Search code examples
scalaapache-sparkserializationkryo

Spark Internal class Kryo registration


I'm new to Spark I'm using 2.4.4 with kryo. The spark job will write around 100 part files and then fails by throwing the following exception

Caused by: java.lang.IllegalArgumentException: Class is not registered: 
org.apache.spark.sql.execution.datasources.WriteTaskResult
Note: To register this class use: 
kryo.register(org.apache.spark.sql.execution.datasources.WriteTaskResult.class);

As suggested in the exception I can register

kryo.register(org.apache.spark.sql.execution.datasources.WriteTaskResult.class);

But the problem is, it is an internal Spark class, the question I have is, is it ok to register this internal class? shouldn't it be taken care of by Kryo or Spark itself as long as it is an internal class?

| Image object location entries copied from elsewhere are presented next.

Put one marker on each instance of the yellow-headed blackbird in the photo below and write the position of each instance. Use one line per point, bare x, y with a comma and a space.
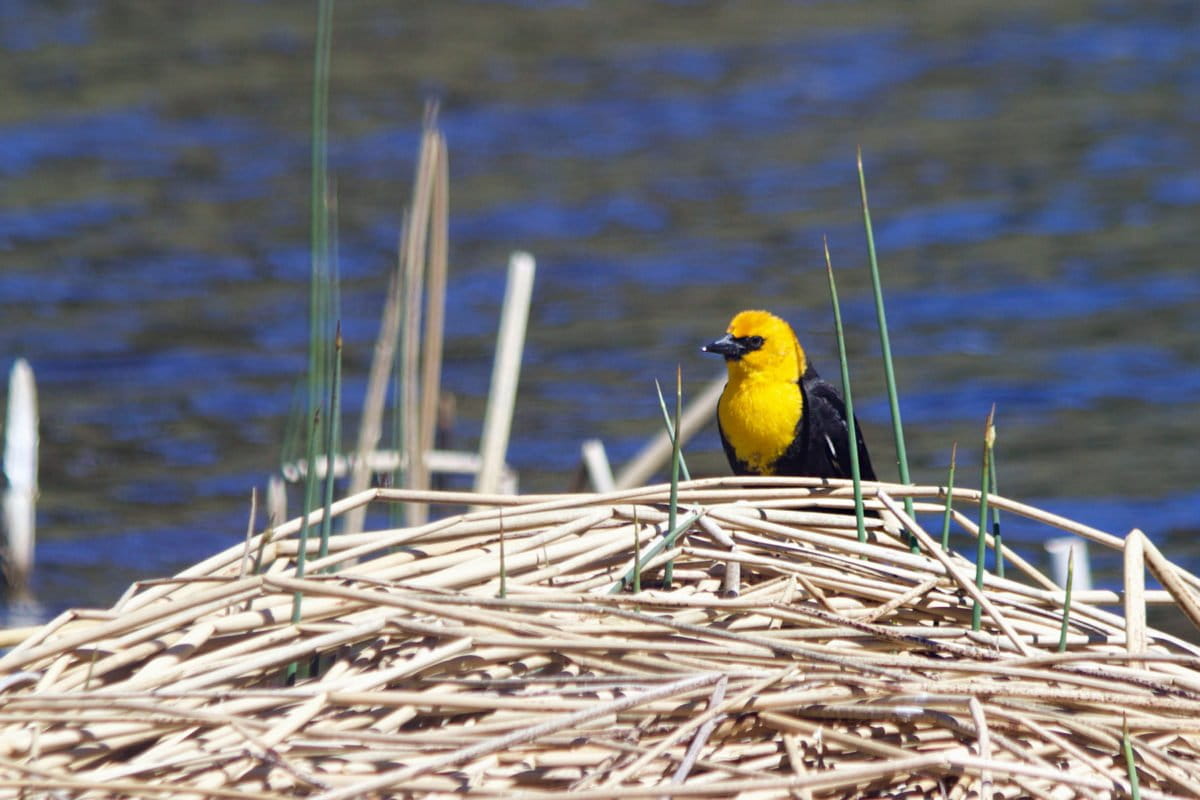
777, 416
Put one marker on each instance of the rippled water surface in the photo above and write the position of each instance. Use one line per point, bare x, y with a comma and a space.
1035, 176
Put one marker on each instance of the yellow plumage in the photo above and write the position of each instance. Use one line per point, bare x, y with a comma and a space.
762, 402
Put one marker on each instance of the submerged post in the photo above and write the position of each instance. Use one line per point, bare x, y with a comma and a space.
505, 372
21, 469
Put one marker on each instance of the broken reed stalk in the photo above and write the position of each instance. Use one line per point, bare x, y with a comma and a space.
989, 434
415, 258
505, 372
851, 422
869, 681
435, 299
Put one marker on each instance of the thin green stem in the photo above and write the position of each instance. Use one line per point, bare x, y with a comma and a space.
1131, 764
1066, 600
851, 422
996, 542
949, 499
885, 342
333, 443
673, 510
989, 438
637, 557
627, 579
670, 427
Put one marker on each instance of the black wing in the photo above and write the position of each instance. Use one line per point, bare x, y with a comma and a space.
822, 443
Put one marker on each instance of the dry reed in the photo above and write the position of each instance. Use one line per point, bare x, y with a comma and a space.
789, 660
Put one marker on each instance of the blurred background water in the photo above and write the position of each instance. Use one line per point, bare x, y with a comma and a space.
1035, 176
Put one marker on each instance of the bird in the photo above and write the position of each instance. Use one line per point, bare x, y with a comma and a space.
777, 415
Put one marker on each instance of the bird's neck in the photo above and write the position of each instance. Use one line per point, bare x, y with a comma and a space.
759, 416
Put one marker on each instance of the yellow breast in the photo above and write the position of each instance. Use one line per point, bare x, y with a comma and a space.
759, 419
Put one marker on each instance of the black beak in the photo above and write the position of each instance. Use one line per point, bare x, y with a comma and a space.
731, 348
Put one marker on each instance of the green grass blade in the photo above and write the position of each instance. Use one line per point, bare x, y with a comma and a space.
949, 499
1131, 764
996, 542
666, 421
851, 431
318, 210
1066, 600
627, 579
989, 437
885, 342
637, 555
310, 498
673, 510
333, 443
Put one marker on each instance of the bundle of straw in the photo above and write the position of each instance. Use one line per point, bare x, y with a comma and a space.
503, 653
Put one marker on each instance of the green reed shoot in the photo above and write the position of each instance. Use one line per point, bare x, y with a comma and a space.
949, 499
333, 443
851, 422
670, 427
627, 579
637, 555
995, 515
676, 455
885, 342
1066, 600
318, 288
989, 438
310, 500
1131, 764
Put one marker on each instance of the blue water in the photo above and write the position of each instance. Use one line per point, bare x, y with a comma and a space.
1033, 172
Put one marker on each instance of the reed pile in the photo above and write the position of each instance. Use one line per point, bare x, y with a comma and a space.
787, 659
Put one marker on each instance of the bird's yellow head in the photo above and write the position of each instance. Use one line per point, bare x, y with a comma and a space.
760, 346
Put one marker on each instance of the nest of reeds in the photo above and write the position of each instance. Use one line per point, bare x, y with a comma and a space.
504, 651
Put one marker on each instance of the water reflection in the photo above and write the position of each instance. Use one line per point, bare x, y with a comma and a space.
1033, 176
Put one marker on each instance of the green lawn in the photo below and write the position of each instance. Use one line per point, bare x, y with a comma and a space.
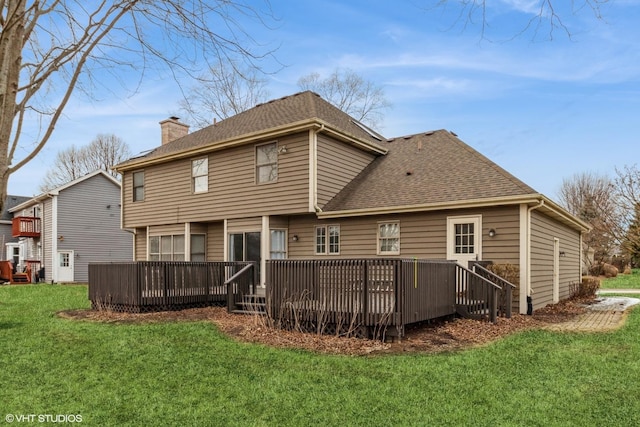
190, 374
623, 281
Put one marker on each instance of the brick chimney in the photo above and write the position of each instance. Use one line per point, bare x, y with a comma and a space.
172, 129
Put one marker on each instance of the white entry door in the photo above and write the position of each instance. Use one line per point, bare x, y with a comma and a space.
65, 266
464, 239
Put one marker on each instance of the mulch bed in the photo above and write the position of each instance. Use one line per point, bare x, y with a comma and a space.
434, 337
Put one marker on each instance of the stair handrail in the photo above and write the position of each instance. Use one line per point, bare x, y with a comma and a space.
494, 288
508, 290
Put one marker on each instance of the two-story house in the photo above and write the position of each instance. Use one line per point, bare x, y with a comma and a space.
298, 178
62, 230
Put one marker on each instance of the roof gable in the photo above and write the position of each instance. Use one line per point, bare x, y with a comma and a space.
56, 191
427, 168
304, 109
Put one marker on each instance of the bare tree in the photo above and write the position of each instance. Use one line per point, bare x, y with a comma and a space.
51, 48
627, 182
225, 91
350, 92
592, 198
543, 18
70, 164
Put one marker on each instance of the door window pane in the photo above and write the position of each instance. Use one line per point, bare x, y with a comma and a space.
267, 163
236, 247
278, 244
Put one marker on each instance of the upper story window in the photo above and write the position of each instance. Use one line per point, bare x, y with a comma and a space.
389, 238
328, 240
138, 186
267, 163
200, 175
166, 248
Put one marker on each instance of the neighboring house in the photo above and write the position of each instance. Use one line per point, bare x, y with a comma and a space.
63, 230
10, 252
298, 178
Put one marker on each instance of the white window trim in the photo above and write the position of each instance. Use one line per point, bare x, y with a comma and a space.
133, 186
327, 245
257, 165
286, 242
193, 177
378, 249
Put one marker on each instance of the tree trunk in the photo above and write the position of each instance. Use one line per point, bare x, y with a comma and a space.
11, 43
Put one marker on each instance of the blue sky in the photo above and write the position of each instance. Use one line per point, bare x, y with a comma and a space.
542, 109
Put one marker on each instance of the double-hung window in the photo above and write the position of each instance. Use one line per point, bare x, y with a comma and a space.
389, 238
267, 163
198, 247
328, 240
138, 186
166, 248
200, 175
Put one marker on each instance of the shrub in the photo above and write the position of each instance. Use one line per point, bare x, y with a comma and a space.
603, 269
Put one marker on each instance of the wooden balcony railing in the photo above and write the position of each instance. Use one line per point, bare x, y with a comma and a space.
25, 226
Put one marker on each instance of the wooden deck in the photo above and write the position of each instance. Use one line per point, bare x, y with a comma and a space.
360, 297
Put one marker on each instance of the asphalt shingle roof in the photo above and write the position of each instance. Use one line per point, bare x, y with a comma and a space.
427, 168
11, 202
284, 111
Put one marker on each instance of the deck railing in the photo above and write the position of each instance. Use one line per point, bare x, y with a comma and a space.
505, 296
365, 292
476, 296
155, 285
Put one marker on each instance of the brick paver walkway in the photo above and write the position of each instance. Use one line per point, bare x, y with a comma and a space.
599, 318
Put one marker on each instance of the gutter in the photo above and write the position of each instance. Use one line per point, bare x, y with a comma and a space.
529, 290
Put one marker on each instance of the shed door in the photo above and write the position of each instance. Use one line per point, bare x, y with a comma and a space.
65, 266
464, 239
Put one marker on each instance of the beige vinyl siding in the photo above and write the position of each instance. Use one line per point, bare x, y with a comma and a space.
164, 230
141, 244
543, 231
504, 247
422, 235
197, 228
233, 192
338, 164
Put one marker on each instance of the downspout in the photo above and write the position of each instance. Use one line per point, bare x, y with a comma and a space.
529, 290
313, 170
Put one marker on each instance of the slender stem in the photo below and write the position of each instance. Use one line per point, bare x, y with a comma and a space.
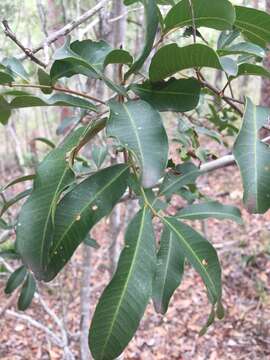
57, 88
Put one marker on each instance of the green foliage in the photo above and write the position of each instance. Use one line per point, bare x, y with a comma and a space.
71, 193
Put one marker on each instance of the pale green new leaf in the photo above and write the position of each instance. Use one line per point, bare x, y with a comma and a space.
200, 254
218, 15
253, 158
174, 95
35, 223
80, 210
138, 127
123, 302
211, 209
170, 269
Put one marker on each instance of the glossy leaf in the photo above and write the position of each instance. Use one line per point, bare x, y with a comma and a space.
218, 15
118, 56
170, 269
123, 302
53, 175
171, 59
87, 60
184, 174
15, 68
243, 48
84, 206
253, 158
211, 209
27, 293
5, 110
151, 25
254, 25
200, 254
94, 53
138, 127
173, 95
15, 279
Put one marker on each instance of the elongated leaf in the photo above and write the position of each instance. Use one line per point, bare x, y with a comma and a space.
173, 95
151, 25
15, 68
15, 279
254, 25
218, 15
252, 69
170, 269
243, 48
27, 293
5, 110
210, 209
253, 158
54, 100
18, 180
35, 223
118, 56
81, 59
171, 59
5, 78
80, 210
200, 254
184, 174
93, 52
138, 127
123, 302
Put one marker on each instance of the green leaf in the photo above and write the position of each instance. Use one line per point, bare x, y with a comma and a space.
27, 293
151, 25
200, 254
243, 48
252, 69
83, 206
138, 127
123, 302
53, 175
54, 100
218, 15
253, 158
99, 154
118, 56
45, 80
171, 59
18, 180
184, 174
94, 53
254, 25
15, 68
85, 59
173, 95
170, 269
15, 279
5, 110
5, 78
210, 209
14, 200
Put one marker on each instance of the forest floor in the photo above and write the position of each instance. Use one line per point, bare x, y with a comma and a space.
243, 334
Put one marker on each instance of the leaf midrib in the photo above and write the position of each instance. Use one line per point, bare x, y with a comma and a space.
194, 255
126, 282
85, 207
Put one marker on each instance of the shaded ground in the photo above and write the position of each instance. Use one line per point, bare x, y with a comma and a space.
244, 333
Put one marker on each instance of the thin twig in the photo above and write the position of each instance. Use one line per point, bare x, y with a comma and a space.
28, 52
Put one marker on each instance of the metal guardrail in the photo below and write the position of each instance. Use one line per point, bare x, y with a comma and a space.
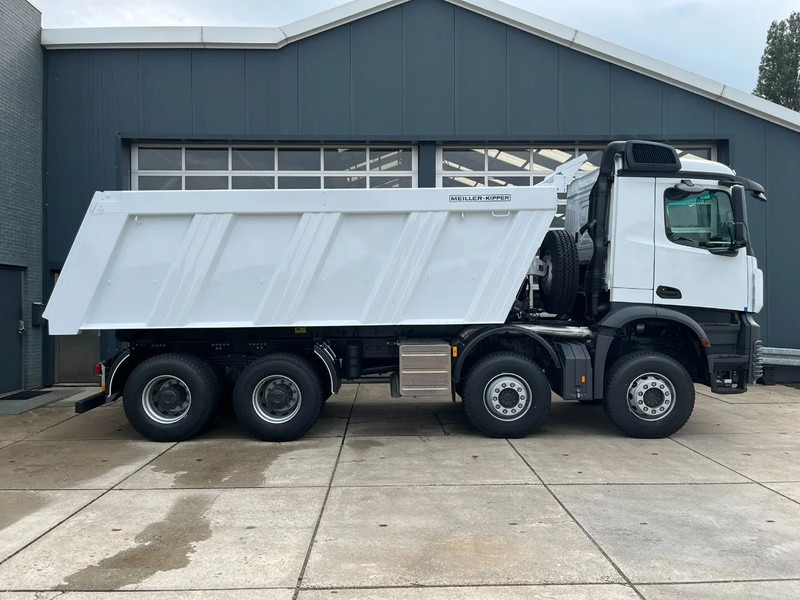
784, 357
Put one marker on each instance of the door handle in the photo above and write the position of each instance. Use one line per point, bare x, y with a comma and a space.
664, 291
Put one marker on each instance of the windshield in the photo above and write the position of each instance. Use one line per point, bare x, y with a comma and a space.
701, 220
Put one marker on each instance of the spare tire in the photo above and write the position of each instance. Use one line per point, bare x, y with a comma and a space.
559, 287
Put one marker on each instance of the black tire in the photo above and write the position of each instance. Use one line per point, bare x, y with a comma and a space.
278, 398
171, 397
648, 381
505, 368
559, 287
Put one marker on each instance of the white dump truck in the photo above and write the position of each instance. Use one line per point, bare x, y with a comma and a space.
277, 297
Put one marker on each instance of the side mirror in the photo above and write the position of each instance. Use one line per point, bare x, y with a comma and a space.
739, 234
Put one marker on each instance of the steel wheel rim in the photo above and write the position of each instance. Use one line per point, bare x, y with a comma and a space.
651, 397
166, 399
507, 397
277, 399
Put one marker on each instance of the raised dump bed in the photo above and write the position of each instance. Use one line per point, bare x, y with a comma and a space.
296, 258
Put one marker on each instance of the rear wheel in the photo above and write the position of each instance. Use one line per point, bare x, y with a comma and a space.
171, 397
506, 395
278, 398
648, 395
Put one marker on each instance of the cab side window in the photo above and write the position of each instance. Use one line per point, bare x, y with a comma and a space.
700, 220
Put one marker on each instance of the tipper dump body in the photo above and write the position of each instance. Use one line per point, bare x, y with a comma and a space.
206, 259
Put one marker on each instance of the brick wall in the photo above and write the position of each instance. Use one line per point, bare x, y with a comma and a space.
21, 81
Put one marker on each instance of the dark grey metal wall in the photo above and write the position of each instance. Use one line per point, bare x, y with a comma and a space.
425, 71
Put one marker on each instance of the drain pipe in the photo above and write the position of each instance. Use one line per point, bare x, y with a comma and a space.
598, 228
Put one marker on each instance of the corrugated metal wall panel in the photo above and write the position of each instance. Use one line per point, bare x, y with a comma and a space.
165, 91
686, 114
636, 105
324, 83
584, 95
218, 92
783, 215
66, 167
429, 47
376, 58
533, 99
481, 92
271, 92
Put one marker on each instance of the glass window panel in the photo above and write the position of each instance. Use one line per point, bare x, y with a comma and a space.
345, 182
696, 153
206, 159
547, 159
462, 182
246, 159
594, 157
500, 181
253, 182
505, 159
461, 159
403, 182
299, 183
703, 220
298, 159
390, 159
160, 182
160, 159
345, 159
208, 182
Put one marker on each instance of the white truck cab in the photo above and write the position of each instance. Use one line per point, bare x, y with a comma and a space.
671, 238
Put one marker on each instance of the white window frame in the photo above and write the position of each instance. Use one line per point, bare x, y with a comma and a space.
366, 173
574, 149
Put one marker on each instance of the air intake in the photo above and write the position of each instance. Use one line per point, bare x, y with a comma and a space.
651, 156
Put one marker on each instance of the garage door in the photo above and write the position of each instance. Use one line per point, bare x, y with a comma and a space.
207, 167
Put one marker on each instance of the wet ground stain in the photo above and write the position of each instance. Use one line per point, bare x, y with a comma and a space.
363, 444
241, 466
18, 505
162, 546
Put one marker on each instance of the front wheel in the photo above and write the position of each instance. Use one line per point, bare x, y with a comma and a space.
506, 395
278, 398
648, 395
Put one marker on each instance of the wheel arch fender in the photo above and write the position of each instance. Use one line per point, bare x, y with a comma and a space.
617, 319
325, 354
475, 339
122, 366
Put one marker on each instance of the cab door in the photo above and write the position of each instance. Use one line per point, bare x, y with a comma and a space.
695, 262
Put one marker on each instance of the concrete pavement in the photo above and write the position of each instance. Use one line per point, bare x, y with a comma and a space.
392, 499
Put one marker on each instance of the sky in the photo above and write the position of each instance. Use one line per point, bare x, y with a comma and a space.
720, 39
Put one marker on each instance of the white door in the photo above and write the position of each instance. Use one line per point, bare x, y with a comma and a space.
693, 232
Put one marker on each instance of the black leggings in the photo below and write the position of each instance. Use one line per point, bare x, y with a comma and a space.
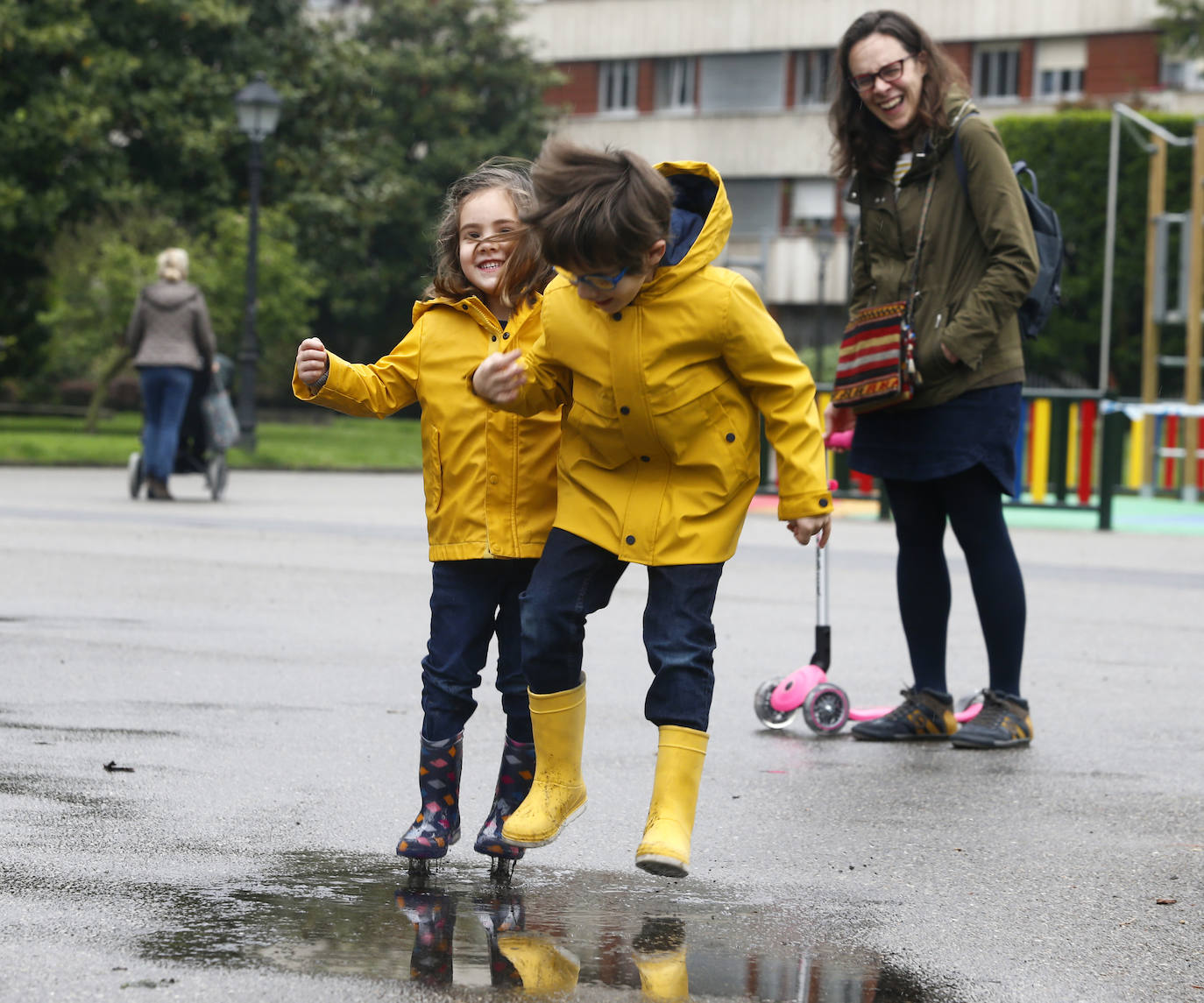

What is the right way to fix this problem?

Thanks, Raj


Solution

  • I registered the following classes and it worked

    kryo.register(classOf[org.apache.spark.sql.execution.datasources.WriteTaskResult])
    kryo.register(classOf[org.apache.spark.sql.execution.datasources.ExecutedWriteSummary])
    kryo.register(classOf[org.apache.spark.sql.execution.datasources.BasicWriteTaskStats])
    kryo.register(classOf[org.apache.spark.internal.io.FileCommitProtocol])
    kryo.register(classOf[org.apache.spark.sql.catalyst.expressions.UnsafeRow])
    

    Thanks Raj